Performs the analysis process on a text and return the tokens breakdown of the text.
Can be used without specifying an index against one of the many built in analyzers:
GET _analyze
{
"analyzer" : "standard",
"text" : "this is a test"
}If text parameter is provided as array of strings, it is analyzed as a multi-valued field.
GET _analyze
{
"analyzer" : "standard",
"text" : ["this is a test", "the second text"]
}Or by building a custom transient analyzer out of tokenizers, token filters and char filters. Token filters can use the shorter filter parameter name:
GET _analyze
{
"tokenizer" : "keyword",
"filter" : ["lowercase"],
"text" : "this is a test"
}GET _analyze
{
"tokenizer" : "keyword",
"filter" : ["lowercase"],
"char_filter" : ["html_strip"],
"text" : "this is a <b>test</b>"
}
Use filter/char_filter instead of filters/char_filters and token_filters has been removed
Custom tokenizers, token filters, and character filters can be specified in the request body as follows:
GET _analyze
{
"tokenizer" : "whitespace",
"filter" : ["lowercase", {"type": "stop", "stopwords": ["a", "is", "this"]}],
"text" : "this is a test"
}It can also run against a specific index:
GET analyze_sample/_analyze
{
"text" : "this is a test"
}The above will run an analysis on the "this is a test" text, using the
default index analyzer associated with the analyze_sample index.
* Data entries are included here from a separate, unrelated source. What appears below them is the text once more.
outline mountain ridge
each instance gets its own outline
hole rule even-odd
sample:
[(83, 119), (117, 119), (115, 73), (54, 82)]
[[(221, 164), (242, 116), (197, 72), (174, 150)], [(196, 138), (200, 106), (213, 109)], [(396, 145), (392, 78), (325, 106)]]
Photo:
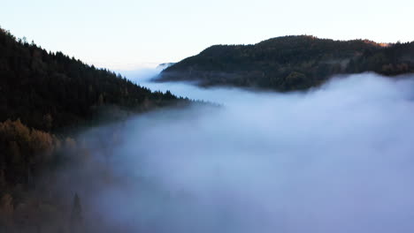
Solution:
[(288, 35), (249, 45), (211, 46), (166, 68), (156, 81), (295, 91), (318, 86), (335, 74), (413, 72), (413, 61), (414, 42)]

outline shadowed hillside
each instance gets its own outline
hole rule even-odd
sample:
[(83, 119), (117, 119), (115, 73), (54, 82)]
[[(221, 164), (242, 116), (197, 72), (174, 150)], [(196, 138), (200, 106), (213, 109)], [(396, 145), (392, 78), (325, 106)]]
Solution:
[(119, 109), (142, 112), (188, 101), (170, 92), (151, 92), (61, 52), (16, 40), (3, 29), (0, 92), (0, 122), (19, 118), (29, 127), (47, 132), (90, 123), (109, 109), (116, 115)]
[(340, 73), (414, 71), (414, 42), (379, 44), (284, 36), (255, 45), (215, 45), (165, 69), (157, 80), (277, 91), (308, 89)]

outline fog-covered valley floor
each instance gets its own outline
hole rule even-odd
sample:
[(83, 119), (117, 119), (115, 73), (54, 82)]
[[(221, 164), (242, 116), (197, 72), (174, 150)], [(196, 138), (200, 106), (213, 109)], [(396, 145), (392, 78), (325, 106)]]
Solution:
[[(106, 158), (71, 171), (101, 232), (414, 231), (412, 79), (364, 73), (276, 94), (144, 76), (128, 78), (221, 105), (80, 136)], [(100, 166), (111, 180), (96, 177)]]

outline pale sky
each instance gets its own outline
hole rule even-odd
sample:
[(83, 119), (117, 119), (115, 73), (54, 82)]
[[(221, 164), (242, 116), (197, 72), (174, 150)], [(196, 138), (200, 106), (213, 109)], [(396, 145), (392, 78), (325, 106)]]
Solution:
[(413, 0), (0, 0), (0, 26), (88, 64), (135, 69), (288, 34), (414, 41)]

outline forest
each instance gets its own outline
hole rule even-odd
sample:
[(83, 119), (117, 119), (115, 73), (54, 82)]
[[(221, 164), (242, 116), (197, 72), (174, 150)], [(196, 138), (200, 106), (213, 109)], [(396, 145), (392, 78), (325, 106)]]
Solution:
[(156, 80), (197, 81), (280, 92), (318, 86), (335, 74), (414, 72), (414, 41), (377, 43), (282, 36), (254, 45), (214, 45), (166, 68)]
[(67, 232), (80, 222), (81, 198), (53, 195), (56, 171), (85, 163), (80, 130), (190, 102), (0, 29), (0, 232)]

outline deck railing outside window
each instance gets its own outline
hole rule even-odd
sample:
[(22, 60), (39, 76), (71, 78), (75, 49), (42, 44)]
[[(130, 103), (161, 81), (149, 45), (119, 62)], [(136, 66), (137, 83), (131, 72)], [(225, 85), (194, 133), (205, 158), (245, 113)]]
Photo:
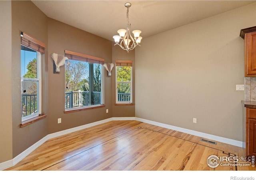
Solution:
[[(93, 92), (93, 104), (89, 102), (89, 91), (71, 91), (65, 92), (65, 108), (68, 109), (76, 107), (91, 105), (100, 104), (101, 92)], [(130, 101), (130, 95), (128, 93), (118, 93), (118, 101)]]
[(21, 97), (22, 117), (38, 112), (37, 94), (22, 94)]

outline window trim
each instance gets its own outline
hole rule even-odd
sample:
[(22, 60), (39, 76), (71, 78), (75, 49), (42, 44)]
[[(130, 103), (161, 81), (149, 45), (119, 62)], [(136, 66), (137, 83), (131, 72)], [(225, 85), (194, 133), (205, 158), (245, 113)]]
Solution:
[[(26, 47), (28, 48), (30, 48), (28, 47), (27, 47), (23, 44), (21, 44), (24, 47)], [(33, 80), (38, 82), (38, 112), (36, 113), (33, 114), (30, 114), (24, 117), (21, 117), (22, 123), (24, 122), (26, 122), (28, 121), (29, 121), (30, 119), (33, 119), (35, 118), (36, 118), (38, 116), (42, 113), (42, 59), (43, 56), (43, 54), (40, 52), (36, 51), (36, 69), (37, 69), (37, 78), (23, 78), (21, 77), (21, 81), (26, 80)], [(22, 93), (21, 93), (21, 95)]]
[[(64, 113), (76, 112), (84, 110), (96, 109), (105, 106), (104, 104), (104, 59), (102, 58), (92, 56), (84, 54), (78, 52), (74, 52), (68, 50), (65, 50), (65, 56), (68, 58), (69, 60), (82, 61), (88, 64), (98, 64), (101, 65), (101, 104), (100, 104), (92, 105), (90, 106), (82, 106), (80, 107), (73, 108), (66, 108), (66, 106)], [(66, 67), (65, 67), (66, 68)], [(66, 81), (66, 80), (65, 80)]]
[[(116, 61), (116, 103), (115, 105), (133, 105), (134, 104), (132, 102), (132, 61), (131, 60), (119, 60)], [(125, 82), (117, 82), (117, 66), (130, 66), (131, 67), (131, 80)], [(130, 101), (118, 101), (118, 90), (117, 86), (118, 83), (130, 83)]]

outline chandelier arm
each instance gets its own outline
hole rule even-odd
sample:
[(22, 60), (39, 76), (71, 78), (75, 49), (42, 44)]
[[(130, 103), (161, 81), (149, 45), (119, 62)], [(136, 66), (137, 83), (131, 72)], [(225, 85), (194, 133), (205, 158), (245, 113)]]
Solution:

An analyzer
can also be provided to use a different analyzer:
GET analyze_sample/_analyze
{
"analyzer" : "whitespace",
"text" : "this is a test"
}Also, the analyzer can be derived based on a field mapping, for example:
GET analyze_sample/_analyze
{
"field" : "obj1.field1",
"text" : "this is a test"
}Will cause the analysis to happen based on the analyzer configured in the
mapping for obj1.field1 (and if not, the default index analyzer).
A normalizer can be provided for keyword field with normalizer associated with the analyze_sample index.
GET analyze_sample/_analyze
{
"normalizer" : "my_normalizer",
"text" : "BaR"
}Or by building a custom transient normalizer out of token filters and char filters.
GET _analyze
{
"filter" : ["lowercase"],
"text" : "BaR"
}